Perfection is possible. So is the complete comprehension of reality. But not before the sands of time run out—death comes for us, always, before we reach them.
Traditionally, this is seen as a negative. Mortality prevents the attainment of utter perfection and true comprehension, so surely, the rhetoric goes, if we can extend our meagre lives we will, individually and collectively, be better off. Thus, mortality is synonymous with an impediment to progress.

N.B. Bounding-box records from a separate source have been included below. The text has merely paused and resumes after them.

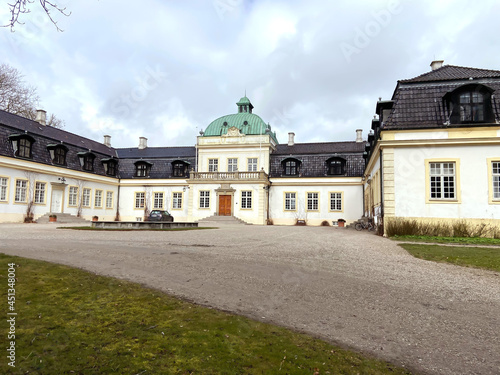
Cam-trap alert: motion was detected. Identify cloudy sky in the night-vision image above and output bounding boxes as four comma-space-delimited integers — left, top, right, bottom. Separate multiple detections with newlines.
0, 0, 500, 147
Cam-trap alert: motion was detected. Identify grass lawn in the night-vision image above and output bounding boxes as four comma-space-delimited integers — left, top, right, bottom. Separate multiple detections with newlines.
391, 235, 500, 246
57, 227, 219, 232
0, 254, 409, 375
399, 244, 500, 272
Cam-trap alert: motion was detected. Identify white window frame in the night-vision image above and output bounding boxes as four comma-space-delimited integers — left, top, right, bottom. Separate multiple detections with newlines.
135, 191, 146, 209
241, 190, 252, 210
68, 186, 78, 206
429, 161, 457, 201
306, 192, 319, 211
94, 189, 102, 208
491, 161, 500, 201
285, 192, 297, 211
172, 193, 182, 210
199, 190, 210, 208
106, 191, 113, 208
14, 179, 28, 203
82, 188, 92, 207
247, 158, 259, 172
208, 159, 219, 172
153, 191, 165, 210
0, 177, 9, 202
330, 192, 344, 212
33, 181, 47, 204
227, 158, 238, 172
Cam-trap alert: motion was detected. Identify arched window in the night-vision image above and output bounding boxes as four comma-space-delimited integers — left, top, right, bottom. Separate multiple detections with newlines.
326, 157, 346, 176
281, 158, 300, 176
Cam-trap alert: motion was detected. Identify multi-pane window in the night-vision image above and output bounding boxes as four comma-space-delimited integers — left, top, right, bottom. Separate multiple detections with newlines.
460, 92, 484, 122
248, 158, 257, 172
227, 158, 238, 172
0, 177, 9, 202
14, 180, 28, 202
208, 159, 219, 172
135, 193, 146, 208
135, 163, 148, 177
241, 191, 252, 208
82, 188, 92, 207
200, 190, 210, 208
491, 161, 500, 199
35, 182, 46, 204
430, 163, 456, 199
94, 190, 102, 207
17, 138, 31, 158
153, 193, 163, 210
68, 186, 78, 206
328, 158, 345, 176
285, 193, 296, 210
53, 147, 66, 165
172, 193, 182, 210
173, 163, 186, 177
106, 191, 113, 208
330, 193, 342, 211
284, 159, 299, 176
307, 193, 319, 211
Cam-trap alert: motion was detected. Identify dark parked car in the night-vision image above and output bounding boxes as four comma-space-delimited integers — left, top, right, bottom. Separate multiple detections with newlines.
148, 210, 174, 223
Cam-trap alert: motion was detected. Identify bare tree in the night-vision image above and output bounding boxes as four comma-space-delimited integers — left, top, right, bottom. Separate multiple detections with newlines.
3, 0, 71, 31
0, 64, 64, 128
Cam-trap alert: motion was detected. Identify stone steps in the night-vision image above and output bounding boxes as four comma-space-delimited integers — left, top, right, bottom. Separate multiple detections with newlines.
36, 212, 90, 224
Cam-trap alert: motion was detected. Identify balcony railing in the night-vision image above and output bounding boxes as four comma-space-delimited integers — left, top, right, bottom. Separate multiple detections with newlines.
190, 171, 267, 181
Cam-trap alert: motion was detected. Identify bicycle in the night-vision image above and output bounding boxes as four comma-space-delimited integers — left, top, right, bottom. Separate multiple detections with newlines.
354, 221, 376, 232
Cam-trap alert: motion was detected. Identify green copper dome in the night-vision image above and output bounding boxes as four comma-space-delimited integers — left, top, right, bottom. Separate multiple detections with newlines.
203, 96, 279, 143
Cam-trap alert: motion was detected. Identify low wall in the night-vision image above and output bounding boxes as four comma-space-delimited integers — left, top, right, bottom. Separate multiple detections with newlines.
92, 221, 198, 229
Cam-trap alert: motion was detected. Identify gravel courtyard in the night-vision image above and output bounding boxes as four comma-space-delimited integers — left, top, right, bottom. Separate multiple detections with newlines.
0, 224, 500, 375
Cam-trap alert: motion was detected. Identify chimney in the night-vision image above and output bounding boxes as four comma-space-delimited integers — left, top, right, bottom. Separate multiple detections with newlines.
35, 109, 47, 126
356, 129, 363, 143
139, 137, 148, 150
431, 60, 444, 70
104, 135, 111, 147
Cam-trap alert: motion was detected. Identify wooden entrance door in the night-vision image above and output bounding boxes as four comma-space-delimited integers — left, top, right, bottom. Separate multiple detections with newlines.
219, 195, 231, 216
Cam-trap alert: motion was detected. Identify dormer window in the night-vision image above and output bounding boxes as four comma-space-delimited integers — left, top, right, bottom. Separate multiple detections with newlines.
101, 158, 118, 177
47, 144, 68, 165
78, 151, 95, 172
135, 161, 153, 177
326, 157, 346, 176
443, 85, 495, 124
282, 158, 300, 176
172, 160, 188, 177
9, 134, 35, 159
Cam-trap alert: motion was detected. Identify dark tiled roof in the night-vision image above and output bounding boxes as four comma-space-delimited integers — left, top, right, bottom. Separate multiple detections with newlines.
383, 70, 500, 130
400, 65, 500, 83
0, 111, 116, 176
270, 142, 365, 178
0, 110, 116, 156
273, 142, 365, 155
116, 146, 196, 159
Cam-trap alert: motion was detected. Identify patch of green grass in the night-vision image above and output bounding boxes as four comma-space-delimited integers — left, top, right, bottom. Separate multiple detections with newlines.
0, 254, 410, 374
57, 227, 219, 232
399, 244, 500, 272
391, 235, 500, 246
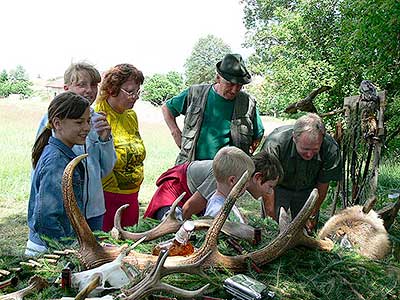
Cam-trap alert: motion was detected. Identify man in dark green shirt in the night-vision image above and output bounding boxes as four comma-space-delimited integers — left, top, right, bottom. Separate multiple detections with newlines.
263, 114, 342, 231
162, 54, 264, 164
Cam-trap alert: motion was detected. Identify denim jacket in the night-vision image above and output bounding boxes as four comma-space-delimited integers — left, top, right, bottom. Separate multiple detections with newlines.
28, 137, 84, 246
36, 108, 117, 219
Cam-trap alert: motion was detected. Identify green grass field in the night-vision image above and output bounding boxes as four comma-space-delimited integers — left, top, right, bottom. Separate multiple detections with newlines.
0, 99, 400, 300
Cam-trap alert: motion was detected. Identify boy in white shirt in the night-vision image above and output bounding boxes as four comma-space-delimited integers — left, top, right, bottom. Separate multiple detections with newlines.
204, 147, 255, 217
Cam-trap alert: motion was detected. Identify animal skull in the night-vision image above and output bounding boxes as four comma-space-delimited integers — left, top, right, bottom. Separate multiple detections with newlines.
71, 237, 146, 296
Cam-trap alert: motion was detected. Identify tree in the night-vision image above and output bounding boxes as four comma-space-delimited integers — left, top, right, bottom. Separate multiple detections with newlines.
9, 65, 29, 81
185, 34, 231, 86
0, 70, 8, 84
142, 71, 184, 105
0, 65, 33, 97
243, 0, 400, 149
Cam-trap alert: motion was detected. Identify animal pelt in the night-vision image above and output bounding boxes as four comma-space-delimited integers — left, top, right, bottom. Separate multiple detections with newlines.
318, 205, 390, 259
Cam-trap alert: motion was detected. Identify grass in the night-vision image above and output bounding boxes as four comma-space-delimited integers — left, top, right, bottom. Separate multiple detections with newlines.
0, 99, 400, 300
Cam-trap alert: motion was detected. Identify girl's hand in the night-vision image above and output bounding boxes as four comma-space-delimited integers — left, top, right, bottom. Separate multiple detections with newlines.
92, 111, 111, 141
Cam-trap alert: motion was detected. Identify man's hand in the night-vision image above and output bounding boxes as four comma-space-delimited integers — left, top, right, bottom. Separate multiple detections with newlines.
306, 218, 317, 235
91, 111, 111, 141
171, 128, 182, 149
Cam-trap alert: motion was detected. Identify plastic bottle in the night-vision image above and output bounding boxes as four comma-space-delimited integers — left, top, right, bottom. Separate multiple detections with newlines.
152, 221, 194, 256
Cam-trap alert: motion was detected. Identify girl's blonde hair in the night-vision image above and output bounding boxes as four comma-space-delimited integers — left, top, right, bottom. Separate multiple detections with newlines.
213, 146, 254, 183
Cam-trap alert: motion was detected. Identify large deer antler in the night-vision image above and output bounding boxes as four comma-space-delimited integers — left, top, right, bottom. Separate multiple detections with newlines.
111, 193, 254, 242
63, 156, 333, 271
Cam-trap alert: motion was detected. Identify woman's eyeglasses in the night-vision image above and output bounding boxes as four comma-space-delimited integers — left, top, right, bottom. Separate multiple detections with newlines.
121, 88, 141, 98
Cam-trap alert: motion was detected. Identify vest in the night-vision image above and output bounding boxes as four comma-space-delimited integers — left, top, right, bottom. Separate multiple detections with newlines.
175, 84, 256, 165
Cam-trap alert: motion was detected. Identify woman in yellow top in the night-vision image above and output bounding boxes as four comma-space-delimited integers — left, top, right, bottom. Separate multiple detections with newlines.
95, 64, 146, 231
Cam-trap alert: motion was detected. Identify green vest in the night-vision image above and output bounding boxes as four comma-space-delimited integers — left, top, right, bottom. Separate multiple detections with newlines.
175, 84, 256, 165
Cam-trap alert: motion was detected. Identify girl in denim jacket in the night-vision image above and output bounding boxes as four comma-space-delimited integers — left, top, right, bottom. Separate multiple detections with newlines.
25, 92, 90, 255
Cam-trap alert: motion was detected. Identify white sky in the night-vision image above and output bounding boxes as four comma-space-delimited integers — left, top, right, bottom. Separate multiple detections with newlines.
0, 0, 250, 79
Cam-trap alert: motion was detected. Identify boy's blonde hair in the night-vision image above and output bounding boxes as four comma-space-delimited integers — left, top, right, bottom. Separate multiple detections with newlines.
213, 146, 254, 183
64, 61, 101, 85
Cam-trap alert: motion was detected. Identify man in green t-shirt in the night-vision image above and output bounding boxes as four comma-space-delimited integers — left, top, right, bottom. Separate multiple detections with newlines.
162, 54, 264, 164
262, 114, 342, 231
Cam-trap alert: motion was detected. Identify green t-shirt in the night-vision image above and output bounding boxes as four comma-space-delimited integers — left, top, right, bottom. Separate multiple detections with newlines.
263, 125, 342, 191
166, 88, 264, 160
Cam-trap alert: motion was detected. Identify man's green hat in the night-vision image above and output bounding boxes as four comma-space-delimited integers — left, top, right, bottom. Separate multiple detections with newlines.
217, 54, 251, 84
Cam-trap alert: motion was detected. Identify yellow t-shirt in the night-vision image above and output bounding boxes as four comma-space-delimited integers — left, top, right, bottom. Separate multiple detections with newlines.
94, 100, 146, 194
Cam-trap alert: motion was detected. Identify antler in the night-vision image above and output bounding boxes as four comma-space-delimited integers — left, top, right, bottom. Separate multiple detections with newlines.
63, 157, 333, 271
0, 275, 48, 300
118, 250, 209, 299
111, 193, 254, 242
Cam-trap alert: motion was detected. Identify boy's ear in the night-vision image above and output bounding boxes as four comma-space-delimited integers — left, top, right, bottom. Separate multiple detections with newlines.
228, 175, 238, 186
52, 117, 61, 130
253, 172, 262, 181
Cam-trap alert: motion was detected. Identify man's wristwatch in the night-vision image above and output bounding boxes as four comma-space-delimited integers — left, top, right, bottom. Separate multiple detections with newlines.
308, 215, 317, 221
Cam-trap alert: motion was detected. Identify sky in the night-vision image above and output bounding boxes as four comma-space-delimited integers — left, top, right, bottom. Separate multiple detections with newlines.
0, 0, 251, 79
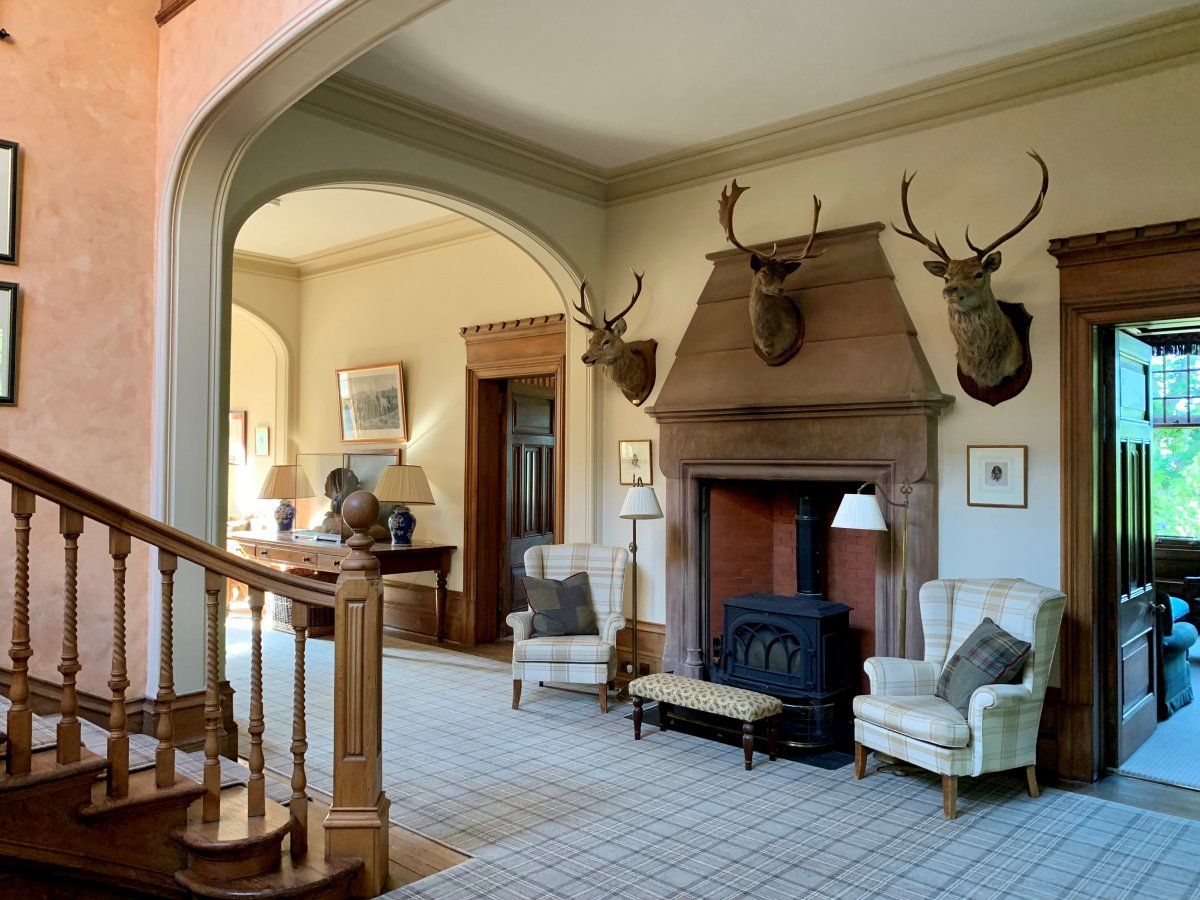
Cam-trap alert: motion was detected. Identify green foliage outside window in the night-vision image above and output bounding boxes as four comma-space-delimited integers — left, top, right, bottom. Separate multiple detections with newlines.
1151, 427, 1200, 539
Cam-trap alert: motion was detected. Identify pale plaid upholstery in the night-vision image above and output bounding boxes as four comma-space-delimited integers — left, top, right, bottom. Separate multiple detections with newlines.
854, 578, 1067, 775
505, 544, 629, 686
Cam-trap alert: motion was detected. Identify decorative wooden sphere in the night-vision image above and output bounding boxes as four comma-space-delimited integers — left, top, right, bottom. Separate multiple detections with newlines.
342, 491, 379, 532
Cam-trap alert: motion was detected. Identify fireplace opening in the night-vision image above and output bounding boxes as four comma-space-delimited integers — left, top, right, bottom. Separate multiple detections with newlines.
697, 480, 876, 746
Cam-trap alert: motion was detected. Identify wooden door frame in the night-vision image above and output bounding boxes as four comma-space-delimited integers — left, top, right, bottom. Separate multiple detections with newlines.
460, 313, 566, 643
1043, 218, 1200, 781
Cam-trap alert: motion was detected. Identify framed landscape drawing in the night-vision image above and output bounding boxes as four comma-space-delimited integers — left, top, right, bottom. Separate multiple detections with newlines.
618, 440, 654, 485
0, 140, 19, 265
967, 444, 1030, 509
337, 362, 408, 443
0, 281, 18, 407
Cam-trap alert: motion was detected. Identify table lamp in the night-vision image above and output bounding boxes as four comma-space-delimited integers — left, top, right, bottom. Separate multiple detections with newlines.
258, 466, 313, 534
833, 481, 912, 658
620, 479, 662, 678
374, 466, 433, 546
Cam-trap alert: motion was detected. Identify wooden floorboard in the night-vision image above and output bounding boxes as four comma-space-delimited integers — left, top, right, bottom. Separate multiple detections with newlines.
1051, 775, 1200, 821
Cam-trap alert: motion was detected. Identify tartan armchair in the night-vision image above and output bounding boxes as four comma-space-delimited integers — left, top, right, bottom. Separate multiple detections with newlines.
505, 544, 629, 713
854, 578, 1067, 818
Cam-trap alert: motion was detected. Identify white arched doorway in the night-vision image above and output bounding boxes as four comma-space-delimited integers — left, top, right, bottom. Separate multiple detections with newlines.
158, 0, 604, 690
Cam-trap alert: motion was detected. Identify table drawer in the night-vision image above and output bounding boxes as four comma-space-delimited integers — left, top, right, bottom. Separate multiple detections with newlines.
254, 546, 318, 569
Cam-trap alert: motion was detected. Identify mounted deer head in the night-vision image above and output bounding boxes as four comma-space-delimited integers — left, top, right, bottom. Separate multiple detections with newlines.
718, 179, 821, 366
572, 272, 659, 407
892, 150, 1050, 406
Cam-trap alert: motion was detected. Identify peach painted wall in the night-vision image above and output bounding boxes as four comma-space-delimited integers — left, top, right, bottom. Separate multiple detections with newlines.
0, 0, 158, 697
157, 0, 321, 192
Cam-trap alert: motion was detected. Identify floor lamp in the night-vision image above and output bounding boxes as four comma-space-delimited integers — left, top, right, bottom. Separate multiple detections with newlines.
620, 479, 662, 678
833, 481, 912, 658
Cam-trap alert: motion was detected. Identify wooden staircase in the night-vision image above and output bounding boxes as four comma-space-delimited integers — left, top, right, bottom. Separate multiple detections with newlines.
0, 451, 388, 900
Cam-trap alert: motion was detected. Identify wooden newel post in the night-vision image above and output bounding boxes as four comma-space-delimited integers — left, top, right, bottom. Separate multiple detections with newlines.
325, 491, 391, 896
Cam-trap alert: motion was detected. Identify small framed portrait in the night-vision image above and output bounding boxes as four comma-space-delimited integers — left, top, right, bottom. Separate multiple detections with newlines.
618, 440, 654, 485
229, 409, 246, 466
967, 444, 1030, 509
254, 425, 271, 456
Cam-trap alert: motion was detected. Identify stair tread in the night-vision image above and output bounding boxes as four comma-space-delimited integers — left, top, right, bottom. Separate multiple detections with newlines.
175, 853, 362, 900
79, 769, 204, 818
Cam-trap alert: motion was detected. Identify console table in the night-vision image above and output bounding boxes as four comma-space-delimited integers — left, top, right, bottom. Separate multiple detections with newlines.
228, 532, 458, 641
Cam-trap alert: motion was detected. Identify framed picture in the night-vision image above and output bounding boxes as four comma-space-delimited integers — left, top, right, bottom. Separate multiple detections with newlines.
618, 440, 654, 485
0, 140, 19, 265
0, 281, 18, 407
967, 444, 1030, 509
337, 362, 408, 443
229, 409, 246, 466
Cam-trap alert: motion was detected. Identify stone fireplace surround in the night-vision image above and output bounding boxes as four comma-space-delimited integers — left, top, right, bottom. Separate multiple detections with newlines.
648, 222, 953, 678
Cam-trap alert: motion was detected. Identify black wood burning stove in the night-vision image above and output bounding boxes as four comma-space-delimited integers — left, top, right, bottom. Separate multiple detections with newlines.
708, 497, 858, 746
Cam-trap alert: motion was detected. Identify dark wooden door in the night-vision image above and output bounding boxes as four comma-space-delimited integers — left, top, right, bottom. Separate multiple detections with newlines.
500, 382, 554, 622
1102, 331, 1159, 766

But is this true? Is our mortality a curse that prevents us from reaching the heights of the legendary beings we love to hear stories of—elves, ents, deities and all those who exist outside the clutches of the poisonous hands of time? I don’t think so. Mortality is the enabler of, not the impediment to, progress. It sweeps away the best of us, as well as the worst of us. Its rising tide washes away the grand and great structures we create in the sand. But it is also casts down the abominations we think it wise to have invented in the first place.
You may well be thinking, “How does this enable progress?” Well.
On balance, humanity is wrong more often than it is right. But one of the things we have got “right” is the creation of mechanisms that allow us to pass messages into the future. We’ve created (albeit imperfect) stores of information that allow us to communicate with those who come later. This means that a record of our virtues and our vices are preserved, and because of our mortality the generations they are preserved for can decide what to make of them. This is what progress looks like. We live, getting many things wrong and a few things right, and then we die.
True, the living and the learning is important. But so is the death.